Now it's official, but subject to events. Edward Snowden applied for temporary asylum in Russia, and Vladimir Putin wants it to be very temporary. The Russian president might send him Dr. Seuss as a bedtime story. The appropriate tale is "Marvin K. Mooney Will You Please Go Now!"
"As soon as he's allowed to go somewhere else, I hope he will do that," the Russian president said, from an island in the Gulf of Finland, where he boarded a submersible glass capsule to get a look at an 1869 shipwreck. Mr. Snowden could be freed from something like a shipwreck, the transit lounge at the Moscow airport, if temporary asylum is granted, but his exit from Russia may not be as easy as his entrance.
Socialist bureaucracies are lubricated with molasses, and Russian officials can take up to three months to consider an application. A Kremlin spokesman says it's up to the Federal Migration Service to determine whether to accept his application. Some celebrity applicants are more welcome than others. The French movie star Gerard Depardieu got his Russian citizenship within days of his arrival in protest of high taxes in France.
The whistleblower fugitive — or perhaps he's more accurately called a hornblower fugitive — continues to be the Rorschach inkblot test, not the superhero his defenders first suggested he was. In the photograph accompanying the breaking story in the London Guardian, furnished by Human Rights Watch and endlessly published elsewhere, the man without a country, frail and trying to grow a beard, looked more like Clark Kent than Superman. He first spoke of surveillance abuses to wild applause, but when he threatened to reveal counterterrorism methods from the mountain of stolen data, the public applause began to subside.
Ambivalence and power politics remain at play from those he wants help. Vladimir Putin enjoys tweaking Barack Obama and needling Americans for doing what Americans long mocked the Russians for doing, but enough now seems enough. He doesn't want to seriously antagonize President Obama before he entertains him in September.
He has to insist, at least in public, that Mr. Snowden stop leaking if he wants Russia's help. He knows the celebrated leaker is not likely to stop no matter what he promises. Glenn Greenwald, who broke the Guardian story, says Mr. Snowden has "blueprints" of National Security Agency strategies that could cause more damage than anyone "in the history of the United States." That sounds like a stretch, but Mr. Snowden has data he thinks guarantees safe passage to a third country.
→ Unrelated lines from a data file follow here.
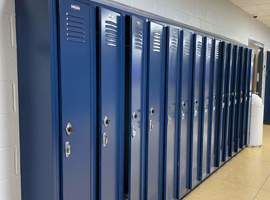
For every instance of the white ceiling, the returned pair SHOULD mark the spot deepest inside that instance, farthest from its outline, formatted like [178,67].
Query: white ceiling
[260,8]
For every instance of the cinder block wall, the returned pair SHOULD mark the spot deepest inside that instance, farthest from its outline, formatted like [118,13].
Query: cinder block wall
[9,128]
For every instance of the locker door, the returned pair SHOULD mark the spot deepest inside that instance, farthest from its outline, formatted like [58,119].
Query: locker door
[136,33]
[111,80]
[173,67]
[184,167]
[196,129]
[77,68]
[227,110]
[207,89]
[232,99]
[215,107]
[156,101]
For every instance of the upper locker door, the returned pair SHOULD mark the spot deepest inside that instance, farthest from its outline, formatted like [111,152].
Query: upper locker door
[185,107]
[215,107]
[196,129]
[232,100]
[77,72]
[156,102]
[137,38]
[207,99]
[228,80]
[111,118]
[173,67]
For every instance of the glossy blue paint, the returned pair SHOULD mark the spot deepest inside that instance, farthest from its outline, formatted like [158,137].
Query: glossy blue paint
[112,70]
[172,118]
[137,67]
[207,106]
[197,105]
[156,100]
[186,59]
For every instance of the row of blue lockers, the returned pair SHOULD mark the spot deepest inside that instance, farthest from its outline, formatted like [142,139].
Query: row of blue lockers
[146,110]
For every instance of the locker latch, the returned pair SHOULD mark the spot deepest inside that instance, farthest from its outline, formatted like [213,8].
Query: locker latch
[67,149]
If all he wants is a conversation he could have had one without slouching to Latin America, where speech is free only at the whim of power. For a man with an agenda, Mr. Snowden has no follow-up plan, and this makes him vulnerable to the unsavory politics and hot air south of the border.
President Nicolas Maduro of Venezuela, for example, the first leader to extend his hand to Mr. Snowden, is a charisma-challenged Hugo Chavez wannabe, and he would like an American fugitive to underline his carping at the United States.
Bolivia extended a hand more out of pique with Washington than sympathy for Mr. Snowden. President Evo Morales was humiliated when his presidential jet, rumored to have Mr. Snowden aboard, was forced to land in Austria when no European country would allow him flyover permission. But avenging a humiliation isn't worth jeopardizing the $2.4 billion trade it has with the United States.
Nicaragua, like Venezuela, relishes sniping at the United States for its "imperialism," but enjoys preferences in trade valued at nearly $4 billion. Brazil and Argentina use the Snowden saga for their own anti-American purposes. Latin Americans have always complained about the heavy tread of the gringos. "So far from God, so close to the United States."
The Europeans, perhaps because they can watch the Snowden saga from the sidelines, can afford to be bemused if they're careful about it. French President Francois Hollande, whose popularity is in the pits, enjoyed the cheap diversion of denouncing America's surveillance. German protesters illuminated the American embassy with projected graffiti calling it the "United Stasi of America," recalling the iniquitous Cold War security machine in East Germany, but Angela Merkel reminded everyone that the United States supplied "significant information" to protect Germany from terrorist attacks.
Mr. Snowden insists he doesn't want to live in a surveillance state. But no matter how he eventually leaves Russia, whether by stilts, mail, jet, Bumble Boat or cow (apologies to Dr. Seuss), he's not likely to get his wish. What he is likely to get is a long and uncomfortable time in an alien place to reflect on his deeds.
Suzanne Fields is a columnist for The Washington Times and is nationally syndicated.